The CJEU strikes a blow to the UBO public registries.
The Court of Justice of the European Union in a judgment delivered on 22/11/2022, in a preliminary ruling, decided that the provision whereby the information on the beneficial ownership of companies incorporated within the territory of the Member States is accessible in all cases to any member of the general public is invalid.
This is a dramatic developement which will trigger many developments in the forthcoming days.
Excerpt from the Court’s press release below.
The Court further ruled that the general public’s access to information on beneficial ownership constitutes a serious interference with the fundamental rights to respect for private life and to the protection of personal data, enshrined in Articles 7 and 8 of the Charter, respectively.
Indeed, the information disclosed enables a potentially unlimited number of persons to find out about the material and financial situation of a beneficial owner. Furthermore, the potential consequences for the data subjects resulting from possible abuse of their personal data are exacerbated by the fact that, once those data have been made available to the general public, they can not only be freely consulted, but also retained and disseminated.
That said, the Court finds that, by the measure at issue, the EU legislature seeks to prevent money laundering and terrorist financing by creating, by means of increased transparency, an environment less likely to be used for those purposes.
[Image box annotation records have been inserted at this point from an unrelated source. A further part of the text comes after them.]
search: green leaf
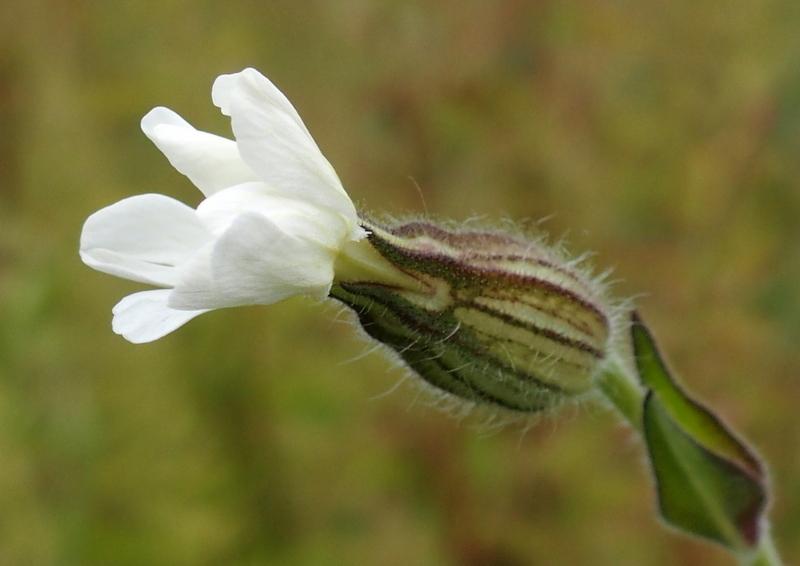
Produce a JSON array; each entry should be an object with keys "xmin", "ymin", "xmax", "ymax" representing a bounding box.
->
[{"xmin": 631, "ymin": 313, "xmax": 767, "ymax": 550}]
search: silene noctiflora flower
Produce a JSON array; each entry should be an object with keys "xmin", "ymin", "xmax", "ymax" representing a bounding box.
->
[
  {"xmin": 80, "ymin": 69, "xmax": 620, "ymax": 413},
  {"xmin": 80, "ymin": 69, "xmax": 780, "ymax": 565}
]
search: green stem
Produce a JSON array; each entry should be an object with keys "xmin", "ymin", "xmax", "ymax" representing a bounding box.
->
[
  {"xmin": 598, "ymin": 358, "xmax": 783, "ymax": 566},
  {"xmin": 598, "ymin": 358, "xmax": 645, "ymax": 434}
]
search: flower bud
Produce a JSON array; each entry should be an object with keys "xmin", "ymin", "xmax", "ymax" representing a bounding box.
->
[{"xmin": 331, "ymin": 219, "xmax": 614, "ymax": 413}]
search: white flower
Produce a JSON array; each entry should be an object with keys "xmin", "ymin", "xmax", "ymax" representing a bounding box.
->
[{"xmin": 80, "ymin": 69, "xmax": 365, "ymax": 343}]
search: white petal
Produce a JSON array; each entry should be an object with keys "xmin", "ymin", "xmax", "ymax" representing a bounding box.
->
[
  {"xmin": 198, "ymin": 212, "xmax": 335, "ymax": 307},
  {"xmin": 80, "ymin": 194, "xmax": 212, "ymax": 287},
  {"xmin": 212, "ymin": 69, "xmax": 357, "ymax": 224},
  {"xmin": 111, "ymin": 289, "xmax": 208, "ymax": 344},
  {"xmin": 167, "ymin": 242, "xmax": 217, "ymax": 310},
  {"xmin": 142, "ymin": 107, "xmax": 257, "ymax": 196},
  {"xmin": 197, "ymin": 183, "xmax": 350, "ymax": 244}
]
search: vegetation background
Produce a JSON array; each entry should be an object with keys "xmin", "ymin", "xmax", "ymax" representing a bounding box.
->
[{"xmin": 0, "ymin": 0, "xmax": 800, "ymax": 566}]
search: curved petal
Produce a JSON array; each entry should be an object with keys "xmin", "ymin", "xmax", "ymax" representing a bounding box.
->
[
  {"xmin": 162, "ymin": 242, "xmax": 220, "ymax": 310},
  {"xmin": 111, "ymin": 289, "xmax": 208, "ymax": 344},
  {"xmin": 142, "ymin": 107, "xmax": 258, "ymax": 196},
  {"xmin": 187, "ymin": 212, "xmax": 335, "ymax": 308},
  {"xmin": 212, "ymin": 69, "xmax": 357, "ymax": 224},
  {"xmin": 80, "ymin": 194, "xmax": 212, "ymax": 287},
  {"xmin": 197, "ymin": 183, "xmax": 349, "ymax": 247}
]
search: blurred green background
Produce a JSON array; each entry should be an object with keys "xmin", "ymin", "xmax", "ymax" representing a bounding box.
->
[{"xmin": 0, "ymin": 0, "xmax": 800, "ymax": 566}]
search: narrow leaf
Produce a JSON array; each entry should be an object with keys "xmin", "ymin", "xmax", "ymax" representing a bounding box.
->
[
  {"xmin": 644, "ymin": 391, "xmax": 765, "ymax": 550},
  {"xmin": 631, "ymin": 313, "xmax": 766, "ymax": 550}
]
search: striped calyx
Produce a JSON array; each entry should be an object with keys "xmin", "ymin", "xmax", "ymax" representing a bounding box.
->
[{"xmin": 330, "ymin": 220, "xmax": 612, "ymax": 413}]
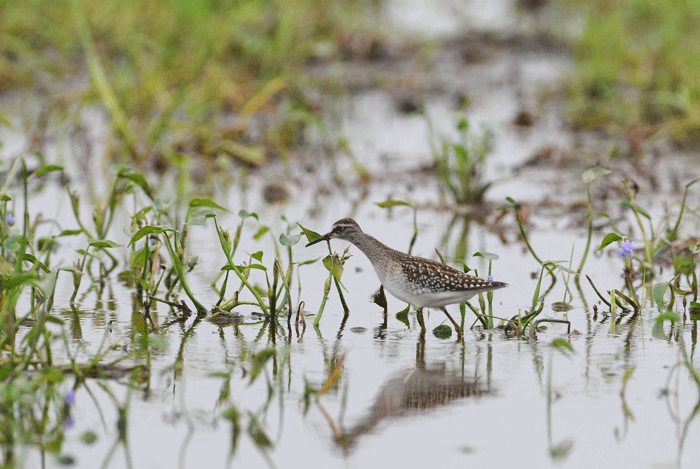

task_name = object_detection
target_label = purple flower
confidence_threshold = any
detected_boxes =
[617,239,634,258]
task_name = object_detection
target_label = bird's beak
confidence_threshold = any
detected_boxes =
[306,231,331,248]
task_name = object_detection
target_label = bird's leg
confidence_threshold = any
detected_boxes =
[440,307,462,339]
[418,308,425,336]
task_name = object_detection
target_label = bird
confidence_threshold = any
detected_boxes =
[306,218,508,337]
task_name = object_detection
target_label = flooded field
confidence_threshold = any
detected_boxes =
[0,1,700,468]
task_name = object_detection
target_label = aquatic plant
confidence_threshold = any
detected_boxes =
[429,116,491,204]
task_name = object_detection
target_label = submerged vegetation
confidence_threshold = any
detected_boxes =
[0,0,700,468]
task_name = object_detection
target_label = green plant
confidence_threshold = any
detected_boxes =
[430,116,491,204]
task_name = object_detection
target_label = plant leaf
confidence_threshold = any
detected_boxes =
[597,233,624,251]
[375,199,415,208]
[280,233,301,246]
[473,252,499,261]
[189,199,228,212]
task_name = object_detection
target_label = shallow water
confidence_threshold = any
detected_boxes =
[0,2,700,468]
[8,176,700,467]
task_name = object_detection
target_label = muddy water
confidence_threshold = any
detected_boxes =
[3,2,700,468]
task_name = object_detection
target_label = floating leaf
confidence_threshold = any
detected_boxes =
[88,239,121,249]
[129,226,170,246]
[238,209,260,221]
[250,251,263,262]
[473,252,499,261]
[375,199,415,208]
[581,166,612,184]
[280,233,301,246]
[396,306,411,327]
[250,348,275,384]
[552,301,574,313]
[656,311,681,324]
[189,199,228,212]
[253,225,270,241]
[58,230,83,237]
[22,252,51,273]
[549,337,574,354]
[27,164,63,179]
[433,324,452,339]
[598,233,624,251]
[297,223,321,242]
[651,282,669,310]
[187,208,216,226]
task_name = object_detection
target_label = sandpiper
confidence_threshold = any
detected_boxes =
[306,218,508,336]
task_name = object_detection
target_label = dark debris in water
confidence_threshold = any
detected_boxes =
[263,183,289,204]
[206,310,245,327]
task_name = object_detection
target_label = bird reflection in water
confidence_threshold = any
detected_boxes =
[336,368,491,450]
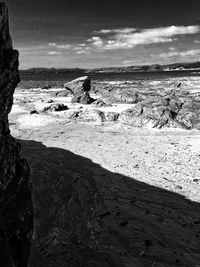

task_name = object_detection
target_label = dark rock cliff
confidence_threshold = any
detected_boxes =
[0,3,33,267]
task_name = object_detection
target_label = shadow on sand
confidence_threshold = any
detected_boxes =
[20,140,200,267]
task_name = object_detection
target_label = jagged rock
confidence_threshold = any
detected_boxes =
[119,97,188,128]
[78,109,105,123]
[41,84,51,89]
[51,90,70,97]
[104,111,119,121]
[93,98,111,108]
[64,76,94,104]
[103,90,142,104]
[42,103,69,112]
[0,3,33,267]
[71,92,94,104]
[64,76,91,95]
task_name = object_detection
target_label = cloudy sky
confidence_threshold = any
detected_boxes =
[5,0,200,69]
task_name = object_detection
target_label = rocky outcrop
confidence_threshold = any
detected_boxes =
[119,92,200,129]
[64,76,94,104]
[0,3,33,267]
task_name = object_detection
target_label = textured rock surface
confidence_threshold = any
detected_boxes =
[119,93,200,129]
[18,141,200,267]
[0,3,33,267]
[64,76,94,104]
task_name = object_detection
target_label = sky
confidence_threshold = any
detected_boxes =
[5,0,200,69]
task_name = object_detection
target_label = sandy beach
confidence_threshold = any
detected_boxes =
[9,78,200,267]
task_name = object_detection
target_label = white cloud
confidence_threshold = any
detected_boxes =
[159,49,200,58]
[49,43,57,46]
[49,43,72,49]
[122,60,133,65]
[94,28,137,34]
[87,26,200,51]
[47,51,62,56]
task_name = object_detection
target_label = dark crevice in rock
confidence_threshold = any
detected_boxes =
[0,3,33,267]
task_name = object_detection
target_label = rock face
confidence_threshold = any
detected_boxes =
[119,94,200,129]
[64,76,94,104]
[0,3,33,267]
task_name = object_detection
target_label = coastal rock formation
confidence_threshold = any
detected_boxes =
[119,94,200,129]
[0,3,33,267]
[64,76,94,104]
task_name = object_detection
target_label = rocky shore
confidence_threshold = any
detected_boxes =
[9,73,200,267]
[0,3,33,267]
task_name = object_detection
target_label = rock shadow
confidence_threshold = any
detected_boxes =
[20,140,200,267]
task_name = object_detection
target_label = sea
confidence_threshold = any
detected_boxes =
[21,70,200,82]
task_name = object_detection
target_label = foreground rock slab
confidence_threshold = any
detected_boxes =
[0,3,33,267]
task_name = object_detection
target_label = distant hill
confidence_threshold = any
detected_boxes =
[20,62,200,77]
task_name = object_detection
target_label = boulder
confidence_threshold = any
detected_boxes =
[0,3,33,267]
[64,76,94,104]
[119,97,187,129]
[78,109,105,124]
[42,103,69,112]
[64,76,91,96]
[71,92,94,105]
It holds that the legislature thereby pursues an objective of general interest capable of justifying even serious interferences with the fundamental rights enshrined in Articles 7 and 8 of the Charter, and that the general public’s access to information on beneficial ownership is appropriate for contributing to the attainment of that objective.
The Court holds, however, that the interference entailed by that measure is neither limited to what is strictly necessary nor proportionate to the objective pursued.
In addition to the fact that the provisions at issue allow for data to be made available to the public which are not sufficiently defined and identifiable, the regime introduced by the anti-money-laundering directive amounts to a considerably more serious interference with the fundamental rights guaranteed in Articles 7 and 8 of the Charter than the former regime (which provided, as well as access by the competent authorities and certain entities, for access by any person or organisation capable of demonstrating a legitimate interest), without that increased interference being capable of being offset by any benefits which might result from the new regime as compared against the former regime, in terms of combating money laundering and terrorist financing.
In particular, the fact that it may be difficult to provide a detailed definition of the circumstances and conditions under which such a legitimate interest exists, relied upon by the Commission, is no reason for the EU legislature to provide for the general public to access the information in question.
The Court adds that the optional provisions which allow Member States to make information on beneficial ownership available on condition of online registration and to provide, in exceptional circumstances, for an exemption from access to that information by the general public, respectively, are not, in themselves, capable of demonstrating either a proper balance between the objective of general interest pursued and the fundamental rights enshrined in Articles 7 and 8 of the Charter, or the existence of sufficient safeguards enabling data subjects to protect their personal data effectively against the risks of abuse.